The Wagner Mutiny Was a Preview of Russia’s Post-Putin Civil War

The Wagner Mutiny Was a Preview of Russia’s Post-Putin Civil War
Russian President Vladimir Putin arrives to address units of Russia’s various security forces at the Kremlin, in Moscow, Russia, June 27, 2023 (Sputnik photo by Sergey Guneev via AP).

After the events of the past decade and a half, you’d think European policymakers and analysts would have become inured to the shock that unprecedented crises can generate. Nevertheless, Yevgeny Prigozhin’s march on Moscow last weekend managed to astound even the most jaded observers of European politics. Though tensions between Prigozhin and the Russian Defense Ministry had been visible for months, the sudden takeover of the southern Russian city of Rostov by Prigozhin’s Wagner private military company on June 24 forced many analysts to reassess their assumptions about the stability of the Russian state.

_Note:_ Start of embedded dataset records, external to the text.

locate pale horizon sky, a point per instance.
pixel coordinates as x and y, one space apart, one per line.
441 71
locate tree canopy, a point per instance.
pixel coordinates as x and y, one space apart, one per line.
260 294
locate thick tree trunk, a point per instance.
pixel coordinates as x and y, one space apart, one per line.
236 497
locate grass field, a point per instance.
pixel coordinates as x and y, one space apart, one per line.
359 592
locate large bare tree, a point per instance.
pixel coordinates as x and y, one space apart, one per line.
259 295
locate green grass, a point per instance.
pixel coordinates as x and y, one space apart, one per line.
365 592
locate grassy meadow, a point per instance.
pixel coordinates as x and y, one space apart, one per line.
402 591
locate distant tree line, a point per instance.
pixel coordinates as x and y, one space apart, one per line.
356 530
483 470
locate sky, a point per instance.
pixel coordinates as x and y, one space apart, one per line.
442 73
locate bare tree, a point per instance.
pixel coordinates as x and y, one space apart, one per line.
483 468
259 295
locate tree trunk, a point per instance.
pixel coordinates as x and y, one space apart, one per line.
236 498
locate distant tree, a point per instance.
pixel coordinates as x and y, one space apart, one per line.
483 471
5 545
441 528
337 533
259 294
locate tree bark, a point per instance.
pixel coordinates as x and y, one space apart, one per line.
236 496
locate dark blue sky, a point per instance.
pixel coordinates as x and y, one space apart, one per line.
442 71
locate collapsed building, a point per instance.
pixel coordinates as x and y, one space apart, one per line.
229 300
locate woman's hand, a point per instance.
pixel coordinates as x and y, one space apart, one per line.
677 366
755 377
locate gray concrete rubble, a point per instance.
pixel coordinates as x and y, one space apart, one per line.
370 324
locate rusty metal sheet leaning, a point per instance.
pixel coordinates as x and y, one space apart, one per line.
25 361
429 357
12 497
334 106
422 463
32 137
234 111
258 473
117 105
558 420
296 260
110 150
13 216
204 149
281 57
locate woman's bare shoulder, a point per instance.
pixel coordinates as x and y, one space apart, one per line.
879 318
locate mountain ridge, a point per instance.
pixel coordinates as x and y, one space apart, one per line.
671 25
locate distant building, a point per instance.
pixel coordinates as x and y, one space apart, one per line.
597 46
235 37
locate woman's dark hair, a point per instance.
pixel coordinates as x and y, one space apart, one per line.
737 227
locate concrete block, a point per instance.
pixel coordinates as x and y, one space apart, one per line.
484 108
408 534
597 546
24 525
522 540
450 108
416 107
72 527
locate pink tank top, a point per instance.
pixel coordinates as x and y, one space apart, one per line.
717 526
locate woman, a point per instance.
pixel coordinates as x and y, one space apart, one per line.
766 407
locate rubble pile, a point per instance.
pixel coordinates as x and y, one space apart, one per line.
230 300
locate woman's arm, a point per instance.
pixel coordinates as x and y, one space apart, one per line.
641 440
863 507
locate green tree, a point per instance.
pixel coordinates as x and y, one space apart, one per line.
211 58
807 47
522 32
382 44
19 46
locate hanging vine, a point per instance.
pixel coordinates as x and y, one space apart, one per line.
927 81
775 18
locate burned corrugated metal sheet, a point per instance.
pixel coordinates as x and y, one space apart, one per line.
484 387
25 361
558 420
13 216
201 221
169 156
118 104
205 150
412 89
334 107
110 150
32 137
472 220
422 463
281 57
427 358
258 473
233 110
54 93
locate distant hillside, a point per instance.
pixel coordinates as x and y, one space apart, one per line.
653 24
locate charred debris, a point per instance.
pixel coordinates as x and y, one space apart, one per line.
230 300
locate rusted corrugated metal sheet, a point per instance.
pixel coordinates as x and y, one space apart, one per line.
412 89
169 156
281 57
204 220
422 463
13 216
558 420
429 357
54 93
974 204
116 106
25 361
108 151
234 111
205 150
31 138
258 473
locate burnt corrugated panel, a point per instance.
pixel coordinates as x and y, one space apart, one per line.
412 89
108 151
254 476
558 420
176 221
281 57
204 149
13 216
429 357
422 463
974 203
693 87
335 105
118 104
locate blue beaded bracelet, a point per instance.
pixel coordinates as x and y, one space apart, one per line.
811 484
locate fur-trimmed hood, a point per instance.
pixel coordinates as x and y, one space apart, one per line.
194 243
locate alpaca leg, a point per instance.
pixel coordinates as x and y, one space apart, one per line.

Rather ironically, recordings of Prigozhin’s threats against Russian Minister of Defence Sergei Shoigu emerged the day before, just as I was compiling some notes on the situation in Russia for this column. In that initial rough draft, I had set out the reasons why, despite all the long-term risks of state collapse in Russia, I thought an internal challenge to President Vladimir Putin’s position was unlikely. Once it became clear that Prigozhin really was willing to send thousands of Wagner troops toward Moscow, I—like many of my colleagues—had to suddenly adjust my assumptions in response to a rapidly changing situation, one whose final outcomes remain unclear days after Belarusian President Alexander Lukashenko brokered a truce between Prigozhin and Putin.

While a brief audio message from Prigozhin and public speeches by Putin seemed to mark the end of this phase of the crisis, much still remains unclear. Putin and Lukashenko have declared that Prigozhin has chosen exile in Minsk, and Putin has offered Wagner’s troops the choice between remaining with the group or integrating into the Russian military. But so far there has been no concrete visual confirmation of anything beyond the return of Wagner’s forces to their bases. While charges of treason against Prigozhin and other Wagner leaders have been dropped by Russian prosecutors as part of a supposed reconciliation process, that process’s chances of success remain unclear.